Le patriarche Bartholomée a de nouveau concélébré la Divine Liturgie avec des personnes qui n’ont pas de dignité de sacerdoce. L'explication de cela aux yeux du reste des Églises orthodoxes locales est simple : le sacerdoce de Sergueï (Epiphane) Dumenko et d'autres « hiérarques » de l’EOdU existe en raison du fait qu'il a été déclaré par le Patriarcat de Constantinople. Et les Églises orthodoxes locales décident elles-mêmes de reconnaître ou non une telle déclaration. Si elles le reconnaissent, alors elles reconnaissent par là que le chef du Phanar a des pouvoirs exclusifs spéciaux, ou en d'autres termes, elles le reconnaissent comme le chef de l'Orthodoxie. En fait, le patriarche Bartholomée lui-même l'a mentionné lors d'une réception à l'Académie Mohyla de Kiev, en affirmant que les Églises locales ont un chemin vers l'unité - c'est la reconnaissance de l’EOdU : «Seule la reconnaissance de l'autocéphalie ukrainienne par toutes les Églises orthodoxes, et aucune autre position ... contribuera à l'unité pan-orthodoxe ».
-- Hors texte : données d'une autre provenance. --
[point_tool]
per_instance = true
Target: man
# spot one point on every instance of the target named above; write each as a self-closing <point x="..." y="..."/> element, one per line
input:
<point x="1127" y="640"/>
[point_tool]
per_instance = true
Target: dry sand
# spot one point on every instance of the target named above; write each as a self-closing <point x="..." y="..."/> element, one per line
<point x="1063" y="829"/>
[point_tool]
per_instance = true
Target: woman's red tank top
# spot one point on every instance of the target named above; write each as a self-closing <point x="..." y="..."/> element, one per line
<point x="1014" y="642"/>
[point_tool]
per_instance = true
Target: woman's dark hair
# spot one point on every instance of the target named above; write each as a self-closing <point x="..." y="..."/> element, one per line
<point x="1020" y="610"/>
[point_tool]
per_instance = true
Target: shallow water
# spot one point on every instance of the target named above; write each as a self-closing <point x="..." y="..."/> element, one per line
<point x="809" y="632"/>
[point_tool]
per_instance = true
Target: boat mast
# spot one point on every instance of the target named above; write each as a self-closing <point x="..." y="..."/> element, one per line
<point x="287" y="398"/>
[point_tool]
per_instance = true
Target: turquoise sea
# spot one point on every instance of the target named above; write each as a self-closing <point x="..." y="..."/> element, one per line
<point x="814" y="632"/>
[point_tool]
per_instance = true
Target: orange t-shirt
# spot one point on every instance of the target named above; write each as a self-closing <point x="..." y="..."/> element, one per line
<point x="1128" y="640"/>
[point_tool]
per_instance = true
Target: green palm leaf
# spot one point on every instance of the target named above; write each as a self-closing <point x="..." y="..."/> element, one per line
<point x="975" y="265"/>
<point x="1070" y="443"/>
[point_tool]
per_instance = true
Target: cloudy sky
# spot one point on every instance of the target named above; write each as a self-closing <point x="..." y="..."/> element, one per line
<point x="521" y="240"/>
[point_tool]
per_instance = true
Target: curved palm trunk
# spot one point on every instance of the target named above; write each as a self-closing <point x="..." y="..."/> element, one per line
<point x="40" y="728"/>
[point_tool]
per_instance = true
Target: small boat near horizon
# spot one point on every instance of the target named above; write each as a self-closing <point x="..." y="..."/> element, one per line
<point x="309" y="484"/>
Le 23 août 2021, le chef du Phanar a rencontré le Conseil panukrainien des églises et des organisations religieuses. La rencontre a eu lieu à l'initiative du patriarche Bartholomée lui-même, ce qui signifie qu'il n'y a pas été initialement invité. Lors de cette réunion, le patriarche Bartholomée a déclaré que les orthodoxes et les catholiques s'efforcent de rétablir l'unité dans la communion, et a également présenté au chef de l'Église gréco-catholique ukrainienne (EGCU) Svyatoslav Shevchuk une panagia avec sa signature. En réponse, il a appelé Constantinople son « église mère » et offert au chef du Phanar un ensemble de distinctions patriarcales : une croix, un encolpion et une panagia.

Tout cela a augmenté la probabilité que l'union naissante entre le Phanar et le Vatican soit d'abord testée en Ukraine avec cet EOdU et l'EGCU.

La visite du patriarche Bartholomée à Kiev, ses actions et déclarations ont confirmé que la reconnaissance de la suprématie du Phanar, la reconnaissance de l'EOdU et le rapprochement avec Rome sont présentés dans un seul paquet. Cela signifie que les Églises orthodoxes locales devraient réfléchir non seulement à la question de la reconnaissance de l'EOdU, mais aussi aux deux autres questions de cette affaire. À notre avis, cela réduit considérablement la probabilité que la reconnaissance de l'EOdU par les Églises locales se poursuive.